Ans: They really needed better breaks for the bins on the x-axis.
NB1: default value for the breaks argument to hist() is “Sturges”
Sol: Need to vary two arguments to hist(): x and breaks
# Replace "Sturges" with reasonable breaks for each sample
breaks_list <- list(
Normal = "Sturges",
Uniform = "Sturges",
Exp = "Sturges"
)
# default value for the breaks argument to hist() is "Sturges"
breaks_list <- list(
Normal = seq(6, 16, 0.5),
Uniform = seq(0, 5, 0.25),
Exp = seq(0, 1.5, 0.1)
)
# Use walk2() to make histograms with the right breaks
walk2(sims, breaks_list, hist)
# alternatively
sims %>% walk2(breaks_list, hist)
# hard-coded the breaks = no good, if we change the parameters of our simulation
# generate reasonable breaks based on the actual values in our simulated samples
# Turn this snippet into find_breaks()
rng <- range(sims[[1]], na.rm = TRUE)
seq(rng[1], rng[2], length.out = 30)
## [1] 7.898824 8.063608 8.228392 8.393176 8.557959 8.722743 8.887527
## [8] 9.052311 9.217095 9.381879 9.546662 9.711446 9.876230 10.041014
## [15] 10.205798 10.370581 10.535365 10.700149 10.864933 11.029717 11.194501
## [22] 11.359284 11.524068 11.688852 11.853636 12.018420 12.183204 12.347987
## [29] 12.512771 12.677555
# writing our own function:
# takes a single argument x
# and return the sequence of breaks
find_breaks <- function(x) {
rng <- range(x, na.rm = TRUE)
seq(rng[1], rng[2], length.out = 30)
}
# Check that your function works
# by calling find_breaks() on sims[[1]].
find_breaks(sims[[1]])
## [1] 7.898824 8.063608 8.228392 8.393176 8.557959 8.722743 8.887527
## [8] 9.052311 9.217095 9.381879 9.546662 9.711446 9.876230 10.041014
## [15] 10.205798 10.370581 10.535365 10.700149 10.864933 11.029717 11.194501
## [22] 11.359284 11.524068 11.688852 11.853636 12.018420 12.183204 12.347987
## [29] 12.512771 12.677555
# additional checks
find_breaks(sims[[2]])
## [1] 0.01299713 0.18460169 0.35620625 0.52781081 0.69941537 0.87101993
## [7] 1.04262449 1.21422905 1.38583361 1.55743817 1.72904273 1.90064729
## [13] 2.07225185 2.24385641 2.41546097 2.58706553 2.75867010 2.93027466
## [19] 3.10187922 3.27348378 3.44508834 3.61669290 3.78829746 3.95990202
## [25] 4.13150658 4.30311114 4.47471570 4.64632026 4.81792482 4.98952938
find_breaks(sims[[3]])
## [1] 0.001431461 0.038830039 0.076228617 0.113627195 0.151025773
## [6] 0.188424351 0.225822929 0.263221507 0.300620085 0.338018663
## [11] 0.375417241 0.412815819 0.450214397 0.487612975 0.525011553
## [16] 0.562410131 0.599808709 0.637207287 0.674605865 0.712004444
## [21] 0.749403022 0.786801600 0.824200178 0.861598756 0.898997334
## [26] 0.936395912 0.973794490 1.011193068 1.048591646 1.085990224
# Use map() to iterate find_breaks() over sims
nice_breaks <- map(sims, find_breaks)
# Use nice_breaks as the second argument to walk2()
# iterate over both
# the simulations
# and calculated breaks to plot histograms
walk2(sims, nice_breaks, hist)
# walk2(sims, nice_breaks, hist)
walk2(sims, nice_breaks, hist, xlab = "")
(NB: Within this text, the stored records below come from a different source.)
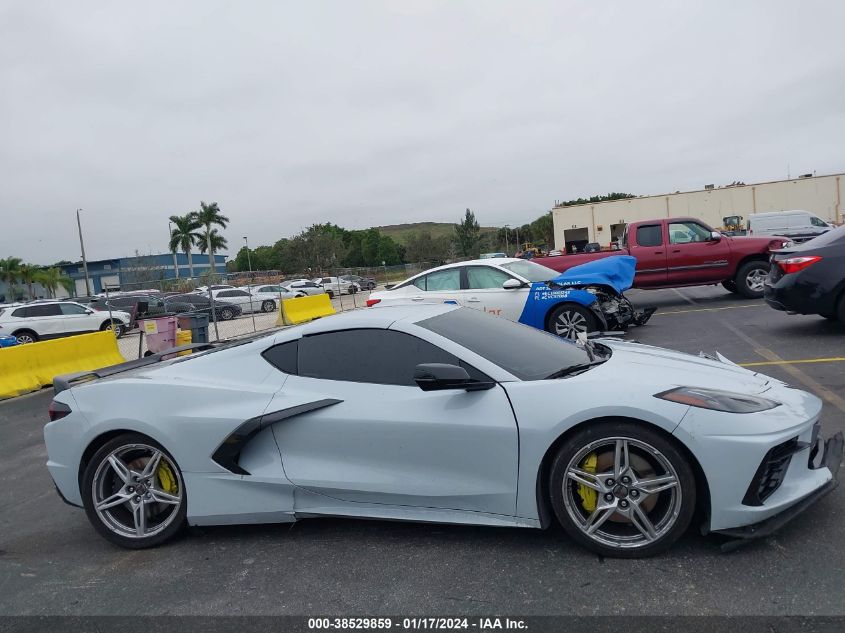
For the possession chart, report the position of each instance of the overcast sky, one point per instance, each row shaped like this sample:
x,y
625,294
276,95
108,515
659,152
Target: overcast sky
x,y
368,113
# Increase sample size to 1000
sims <- invoke_map(f, params, n = 50)
sims <- invoke_map(f, params, n = 1000)
# nice_breaks [given]
nice_breaks <- map(sims, find_breaks)
# Create a vector nice_titles
nice_titles <- c("Normal(10, 1)", "Uniform(0, 5)", "Exp(5)")
# Use pwalk() instead of walk2()
# walk2(sims, nice_breaks, hist, xlab = "")
# NB: keep xlab = ""
# outside of the list of arguments
# being iterated over
# since it's the same value
# for all three histograms
pwalk(list(x = sims, breaks = nice_breaks, main = nice_titles), hist, xlab = "")
walk() return the object you passed to it easy use in pipeline (pipeline = “a statement with lots of pipes”)
# e.g.
str(sims)
## List of 3
## $ Normal : num [1:1000] 10.48 10.01 9.76 10.7 10.6 ...
## $ Uniform: num [1:1000] 3.027 0.441 4.359 0.908 1.56 ...
## $ Exp : num [1:1000] 0.0105 0.2805 0.1745 0.0419 0.1122 ...
tmp <- walk(sims, hist)
str(tmp)
## List of 3
## $ Normal : num [1:1000] 10.48 10.01 9.76 10.7 10.6 ...
## $ Uniform: num [1:1000] 3.027 0.441 4.359 0.908 1.56 ...
## $ Exp : num [1:1000] 0.0105 0.2805 0.1745 0.0419 0.1122 ...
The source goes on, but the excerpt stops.